We also lost Ileana somewhere in the Mind & Body exhibit (though we didn't know it until we got to the 1920s), and spent 20 minutes looking for her with the clock running down and ticking at us.

I'm the official time-keeper of the family, so I can never get lost. The watch never leaves my arm, except when I'm getting wet or my arm is so sweaty it's probably better not to wear the watch. Those times are few, so the watch has stayed on since December 2010, almost without a single break. You can tell— the straps have fallen off and the shiny plastic coating is coming off the watch. But the strap still holds, and the watch still tells time, and no one is studying my wrist to see how well my watch looks, so I'm fine.

At one point, Ileana comes over and taps me on the shoulder.

"WHERE HAVE YOU BEEN?" I exclaim, shocked that she's found us (she hasn't, Dad found her and brought her over).

"I went into the 'mind' part of the Mind & Body exhibit.
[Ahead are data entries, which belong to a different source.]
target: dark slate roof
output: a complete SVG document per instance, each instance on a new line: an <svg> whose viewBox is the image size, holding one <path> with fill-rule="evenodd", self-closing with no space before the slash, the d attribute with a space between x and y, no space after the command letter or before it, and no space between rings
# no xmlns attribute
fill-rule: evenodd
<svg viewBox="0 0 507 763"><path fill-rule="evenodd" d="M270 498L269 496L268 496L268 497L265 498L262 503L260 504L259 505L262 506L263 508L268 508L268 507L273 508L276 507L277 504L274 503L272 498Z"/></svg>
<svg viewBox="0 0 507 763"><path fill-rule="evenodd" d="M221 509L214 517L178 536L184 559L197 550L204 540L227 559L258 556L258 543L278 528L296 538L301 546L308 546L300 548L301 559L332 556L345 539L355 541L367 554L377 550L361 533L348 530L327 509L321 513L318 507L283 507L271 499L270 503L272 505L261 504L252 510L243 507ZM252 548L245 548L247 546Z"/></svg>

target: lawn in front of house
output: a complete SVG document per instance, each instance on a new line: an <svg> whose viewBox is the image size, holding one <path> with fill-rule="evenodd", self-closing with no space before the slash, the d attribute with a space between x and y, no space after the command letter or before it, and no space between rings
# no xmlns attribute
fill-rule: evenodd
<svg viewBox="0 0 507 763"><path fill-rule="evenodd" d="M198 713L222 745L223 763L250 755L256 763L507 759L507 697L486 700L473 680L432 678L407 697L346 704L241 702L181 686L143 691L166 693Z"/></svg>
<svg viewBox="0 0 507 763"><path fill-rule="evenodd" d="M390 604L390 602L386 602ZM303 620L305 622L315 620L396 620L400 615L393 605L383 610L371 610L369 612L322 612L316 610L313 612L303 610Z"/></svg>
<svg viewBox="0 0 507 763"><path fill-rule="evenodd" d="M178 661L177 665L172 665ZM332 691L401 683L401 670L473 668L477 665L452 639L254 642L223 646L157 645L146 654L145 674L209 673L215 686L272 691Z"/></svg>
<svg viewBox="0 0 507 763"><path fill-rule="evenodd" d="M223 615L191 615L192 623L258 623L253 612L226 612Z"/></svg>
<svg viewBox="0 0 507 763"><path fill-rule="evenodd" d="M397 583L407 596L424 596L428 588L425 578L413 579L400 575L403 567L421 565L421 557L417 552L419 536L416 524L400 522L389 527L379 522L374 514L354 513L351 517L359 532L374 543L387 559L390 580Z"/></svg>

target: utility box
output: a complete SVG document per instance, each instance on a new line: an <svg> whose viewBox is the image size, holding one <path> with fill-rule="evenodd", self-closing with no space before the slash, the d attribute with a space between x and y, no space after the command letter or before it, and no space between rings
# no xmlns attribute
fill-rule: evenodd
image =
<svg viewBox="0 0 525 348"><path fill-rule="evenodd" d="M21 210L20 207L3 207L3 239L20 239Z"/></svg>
It was so cool, they had a Memory game but with sounds, and it was awesome…"

I felt a bit put out. "I didn't go in there because I knew there wasn't time to enjoy it."

It's always a bit put-outing when you think something can't be done and then your little sister goes ahead and does it. It's different with drawing or singing or writing songs— those you know you can't do… but simply getting lost for the sake of an exhibit which you decided against due to time constraints, and actually seeing it… argh.

I would have liked to have played the Memory game with sound. Ah well. 

Titanic is up on a huge screen that makes the close-up faces have a nose about the size of my forearm and fist. You can imagine how hard it is to figure out what's going on when you can't fully take in an entire face. It's a bit annoying, and I think I'd rather have a screen that makes everything life-size, not giant size. The movie is also in 3-D. It's an interesting way to watch a movie, but probably not something I'd pay so much for. (Of course, probably when I have kids the only way to watch movies will be in 3-D, which means that Disney, which has been touching up Snow White, will have to do it again to 'keep up with the times,') I mean, 3-D is very nice and all, but it doesn't seem to add much to the movie experience, and it sort of limits the amount of people that can come in and watch a few scenes, just because they have normal glasses on instead of 3-D ones. This last bit for when 3-D comes into houses.

All in all, Melbourne was a pretty interesting city, but definitely not my favorite place.